Open twmht opened 1 year ago
Here are related logs after training over the half of the epochs
Now I upgrade to latest version of dali v1.30.0 to see if the problem still there.
it seems like the memory comsumption is much normal than v1.21
Hi @twmht,
You can find all changes introduced in the recent DALI releases here, we fixed at least one memory leak detected. Also regarding uneven memory consumption, as DALI uses memory pools, when for a given GPU the memory usage crosses a given threshold, another chunk is allocated and that is why one GPU can use more than the others (the memory consumed by randomly formed batches of samples could be just higher). You can also consider reducing the batch size to reduce consumed memory.
another chunk is allocated and that is why one GPU can use more than the others
@JanuszL
Very appreciated for the explanation, So does this situation still exist in the latest version?
@twmht - if you are asking if DALI can unequally consume the memory between GPUs, then the answer is yes. However, as the training progresses, due to entropy the memory consumption peak should be reached on each GPU the size of the allocated pools should equalize. When it comes to the overall consumption, the best you can do is reduce the batch size/number of CPU threads used (as the mixed image decoder uses CPU and creates one decoder instance per thread, and each of it needs a separate scratch space memory).
@JanuszL
It's not easy to determine the batch size, because it used almost equally memory across gpus in the beggining. everying is fine unitl we haved trained tens of epochs.
like
However, as the training proceeds to tens of the epochs, the memory usage of 6th gpu increased a lot.
like
the training is still in progress but i guess finally it would still raise the exception
is this still normal? I have upgraded to v1.30.0.
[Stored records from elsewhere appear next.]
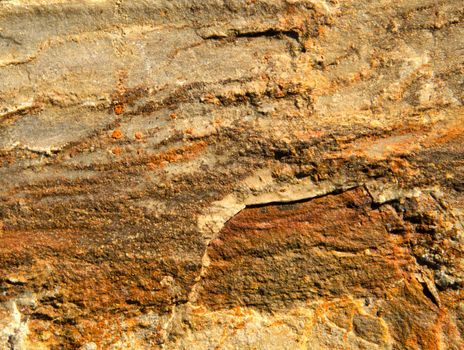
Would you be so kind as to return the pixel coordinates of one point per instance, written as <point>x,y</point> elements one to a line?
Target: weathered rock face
<point>211,174</point>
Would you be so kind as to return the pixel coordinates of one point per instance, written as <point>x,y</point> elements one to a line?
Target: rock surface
<point>224,174</point>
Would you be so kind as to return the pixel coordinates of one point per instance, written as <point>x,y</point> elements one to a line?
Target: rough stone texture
<point>224,174</point>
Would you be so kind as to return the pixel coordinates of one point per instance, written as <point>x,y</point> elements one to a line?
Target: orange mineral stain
<point>118,108</point>
<point>117,134</point>
<point>116,151</point>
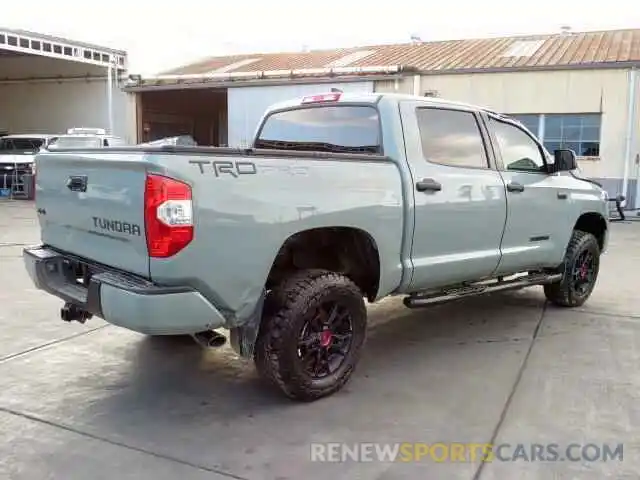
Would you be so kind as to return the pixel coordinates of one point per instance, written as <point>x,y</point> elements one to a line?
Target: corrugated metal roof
<point>560,50</point>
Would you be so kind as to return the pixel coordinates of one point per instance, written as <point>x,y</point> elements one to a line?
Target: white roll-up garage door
<point>246,105</point>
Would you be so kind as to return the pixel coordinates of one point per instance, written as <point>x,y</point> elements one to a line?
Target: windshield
<point>76,142</point>
<point>12,146</point>
<point>344,129</point>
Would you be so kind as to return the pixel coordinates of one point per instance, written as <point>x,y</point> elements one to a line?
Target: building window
<point>578,132</point>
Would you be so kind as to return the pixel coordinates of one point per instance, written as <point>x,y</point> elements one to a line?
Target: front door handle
<point>515,187</point>
<point>428,185</point>
<point>77,183</point>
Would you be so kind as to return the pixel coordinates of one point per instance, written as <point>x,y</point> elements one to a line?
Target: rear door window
<point>341,129</point>
<point>451,137</point>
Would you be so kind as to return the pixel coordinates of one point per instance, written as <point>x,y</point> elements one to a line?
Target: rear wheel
<point>311,336</point>
<point>581,267</point>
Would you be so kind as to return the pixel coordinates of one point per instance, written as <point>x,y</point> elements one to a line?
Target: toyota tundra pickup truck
<point>342,199</point>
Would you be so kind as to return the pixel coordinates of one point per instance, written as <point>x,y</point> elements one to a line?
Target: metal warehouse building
<point>50,84</point>
<point>578,90</point>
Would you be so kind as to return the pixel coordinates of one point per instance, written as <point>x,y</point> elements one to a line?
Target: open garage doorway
<point>199,113</point>
<point>49,85</point>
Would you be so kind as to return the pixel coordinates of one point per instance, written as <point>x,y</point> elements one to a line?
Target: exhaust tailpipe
<point>71,312</point>
<point>210,339</point>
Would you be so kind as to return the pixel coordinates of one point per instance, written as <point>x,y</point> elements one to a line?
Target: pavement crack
<point>514,388</point>
<point>116,443</point>
<point>49,344</point>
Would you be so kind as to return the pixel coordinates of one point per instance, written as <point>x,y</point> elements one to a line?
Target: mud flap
<point>243,338</point>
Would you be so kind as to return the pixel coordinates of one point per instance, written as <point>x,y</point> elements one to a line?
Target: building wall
<point>247,105</point>
<point>563,92</point>
<point>53,107</point>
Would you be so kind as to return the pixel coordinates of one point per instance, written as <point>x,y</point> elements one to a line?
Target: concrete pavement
<point>96,401</point>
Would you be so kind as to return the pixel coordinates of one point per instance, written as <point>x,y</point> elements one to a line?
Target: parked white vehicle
<point>17,154</point>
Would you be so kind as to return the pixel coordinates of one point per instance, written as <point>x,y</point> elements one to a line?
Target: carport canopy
<point>33,60</point>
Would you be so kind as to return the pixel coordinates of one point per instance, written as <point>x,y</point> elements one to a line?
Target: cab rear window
<point>340,129</point>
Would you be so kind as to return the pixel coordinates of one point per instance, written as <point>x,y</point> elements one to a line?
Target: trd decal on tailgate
<point>234,169</point>
<point>118,226</point>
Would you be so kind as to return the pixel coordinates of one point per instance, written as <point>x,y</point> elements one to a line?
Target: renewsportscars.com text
<point>466,452</point>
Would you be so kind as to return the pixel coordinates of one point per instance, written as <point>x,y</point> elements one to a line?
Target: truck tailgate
<point>93,206</point>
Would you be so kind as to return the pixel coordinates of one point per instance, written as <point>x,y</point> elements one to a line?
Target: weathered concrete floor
<point>95,401</point>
@twmht that is not expected from the DALI side. Could you run the DALI pipeline alone without the training and see if that memory growth still occurs to rule out the DL FW itself?
that sounds a good try.
the training is still in progress but i guess finally it would still raise the exception
it did.
@JanuszL
Even after detaching the training part, I still observed abnormal memory allocation after several epochs
@twmht, that is a good lead. Can you tell us which data set you are using for the test so we can reproduce it on our side? Is it ImageNet?
@JanuszL
I use ImageNet for training and convert it to MXNet Record format (using https://github.com/apache/mxnet/blob/master/tools/im2rec.py). I'm utilizing the DALIGenericIterator (https://docs.nvidia.com/deeplearning/dali/user-guide/docs/plugins/pytorch_plugin_api.html#nvidia.dali.plugin.pytorch.DALIGenericIterator), and for the pipeline, I reference everything except the Reader from https://github.com/NVIDIA/DALI/blob/main/docs/examples/use_cases/pytorch/resnet50/main.py.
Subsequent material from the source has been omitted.